Image Transfer Review: This documentary utilizes a low-budget, home-video style of filming that leads to an unimpressive visual transfer. The colors are bleak and often unclear due to incorrect lighting within indoor structures. However, this lesser appearance corresponds with the lack of flair conveyed by the movie. We don't really need a great picture to understand the ideas being conveyed.

Image Transfer Grade: B-

 

Audio Transfer

 LanguageRemote Access
MonoEnglishno


Audio Transfer Review: While the image transfer does not lessen this feature's effectiveness, I was disappointed in the audio quality. This mono track is too quiet and sometimes makes the comments difficult to understand. While I would not expect to find much higher volume on this type of documentary, the lack of clarity is troubling. It only becomes a major problem on a few occasions, but it still is a notable negative.

Audio Transfer Grade: C

 

Disc Extras

Static menu
Packaging: unmarked keepcase
Picture Disc
1 Disc
1-Sided disc(s)
Layers: single

Extra Extras:
  1. Live performances
  2. Hip-hop tutorial
  3. Jahi music recording
Extras Review: Redefinitions: Hip Hop Roots & Future requires performances to complement its message, and this release does not disappoint. It contains a 50-minute concert from Jahi, who effectively mixes rapping over beats with spoken word material. Much of the music is supported by The Life, a full band, but he also does some tracks with only beats. Jahi has some fun interplay with the subdued outdoor audience, and they seem to enjoy the show. A breakdancer also enlivens the activities, which are filmed with a basic video camera.

Another worthwhile feature is a Hip-Hop Tutorial, which shows Jahi presenting the basic elements of the culture. Speaking to possibly a school audience, he describes the diverse aspects, which include the MC, beat-boxing, street knowledge, and the business side. While it only runs for five minutes, this piece gives a good overview and offers several nice insights. The most notable one is Jahi's thoughts about the community of faith and its possibilities of aiding the hip-hop culture.

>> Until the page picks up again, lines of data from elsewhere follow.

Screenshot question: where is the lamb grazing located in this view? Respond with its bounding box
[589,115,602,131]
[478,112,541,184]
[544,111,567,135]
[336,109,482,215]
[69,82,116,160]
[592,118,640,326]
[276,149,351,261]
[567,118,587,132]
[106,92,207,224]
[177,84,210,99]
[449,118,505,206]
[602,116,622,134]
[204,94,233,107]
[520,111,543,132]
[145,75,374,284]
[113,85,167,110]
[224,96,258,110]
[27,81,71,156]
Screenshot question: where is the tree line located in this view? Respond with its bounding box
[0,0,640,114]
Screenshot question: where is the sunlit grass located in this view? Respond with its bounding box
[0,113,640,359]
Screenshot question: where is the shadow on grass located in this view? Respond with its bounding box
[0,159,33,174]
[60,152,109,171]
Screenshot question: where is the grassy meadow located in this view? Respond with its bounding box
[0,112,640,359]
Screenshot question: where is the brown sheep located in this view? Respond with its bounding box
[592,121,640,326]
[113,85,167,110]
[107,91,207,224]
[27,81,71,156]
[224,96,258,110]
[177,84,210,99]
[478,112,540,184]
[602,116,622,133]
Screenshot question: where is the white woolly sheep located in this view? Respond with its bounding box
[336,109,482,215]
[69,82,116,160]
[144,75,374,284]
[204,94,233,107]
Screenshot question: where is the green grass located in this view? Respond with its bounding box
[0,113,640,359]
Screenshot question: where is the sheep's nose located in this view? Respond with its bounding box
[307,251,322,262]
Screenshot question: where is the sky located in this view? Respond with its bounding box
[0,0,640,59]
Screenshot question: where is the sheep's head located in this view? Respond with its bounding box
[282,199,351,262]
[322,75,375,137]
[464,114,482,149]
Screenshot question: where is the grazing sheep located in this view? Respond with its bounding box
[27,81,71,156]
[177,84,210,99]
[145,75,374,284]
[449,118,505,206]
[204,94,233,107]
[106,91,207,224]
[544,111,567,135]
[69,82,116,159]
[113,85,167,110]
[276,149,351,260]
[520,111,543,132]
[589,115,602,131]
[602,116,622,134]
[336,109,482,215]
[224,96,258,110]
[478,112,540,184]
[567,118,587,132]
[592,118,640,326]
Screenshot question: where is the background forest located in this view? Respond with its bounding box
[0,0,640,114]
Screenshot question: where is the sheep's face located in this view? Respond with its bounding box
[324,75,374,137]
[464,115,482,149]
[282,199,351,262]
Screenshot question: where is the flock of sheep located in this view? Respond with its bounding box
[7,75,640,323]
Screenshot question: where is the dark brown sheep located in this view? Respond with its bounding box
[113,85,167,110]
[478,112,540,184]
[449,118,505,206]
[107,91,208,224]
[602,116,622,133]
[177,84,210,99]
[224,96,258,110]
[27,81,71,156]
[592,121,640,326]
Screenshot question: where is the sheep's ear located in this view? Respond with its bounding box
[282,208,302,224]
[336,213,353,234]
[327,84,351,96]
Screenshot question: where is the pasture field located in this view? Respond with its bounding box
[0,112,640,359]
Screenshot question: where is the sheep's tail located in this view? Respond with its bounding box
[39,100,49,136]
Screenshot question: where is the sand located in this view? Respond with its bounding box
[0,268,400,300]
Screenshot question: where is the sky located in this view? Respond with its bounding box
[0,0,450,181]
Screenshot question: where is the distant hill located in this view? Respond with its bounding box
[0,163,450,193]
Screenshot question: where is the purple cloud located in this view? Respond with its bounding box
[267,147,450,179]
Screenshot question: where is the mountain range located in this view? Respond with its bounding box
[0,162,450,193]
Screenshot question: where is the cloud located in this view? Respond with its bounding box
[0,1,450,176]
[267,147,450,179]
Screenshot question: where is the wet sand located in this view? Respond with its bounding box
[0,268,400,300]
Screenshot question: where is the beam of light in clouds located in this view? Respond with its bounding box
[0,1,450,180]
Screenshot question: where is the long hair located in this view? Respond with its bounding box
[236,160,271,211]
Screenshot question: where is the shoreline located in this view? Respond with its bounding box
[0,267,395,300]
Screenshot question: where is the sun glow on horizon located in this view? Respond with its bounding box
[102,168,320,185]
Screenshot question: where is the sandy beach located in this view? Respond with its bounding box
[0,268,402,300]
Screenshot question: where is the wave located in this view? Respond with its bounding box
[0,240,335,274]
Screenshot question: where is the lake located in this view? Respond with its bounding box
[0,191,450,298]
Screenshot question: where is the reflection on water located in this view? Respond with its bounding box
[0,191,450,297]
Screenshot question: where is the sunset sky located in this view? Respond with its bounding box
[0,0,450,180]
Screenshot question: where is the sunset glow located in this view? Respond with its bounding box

The final extra provides audio tracks from Jahi's album Window of Opportunity, which convey his positive, real-world message. They run for about 30 minutes and showcase energetic beats playing behind insightful lyrics.

Extras Grade: B+

 

Final Comments

Music listeners who desire more than the typical junk from Eminem, Puff Daddy, and Dr. Dre should definitely check out Redefinitions: Hip Hop Roots & Future. Unfortunately, the message presented here needs to find more than the viewers who already agree with its tenets. The future may not appear strong for the mainstream industry, but the independent hip-hop culture should continue to thrive due to the efforts of original artists searching for more than simple financial success.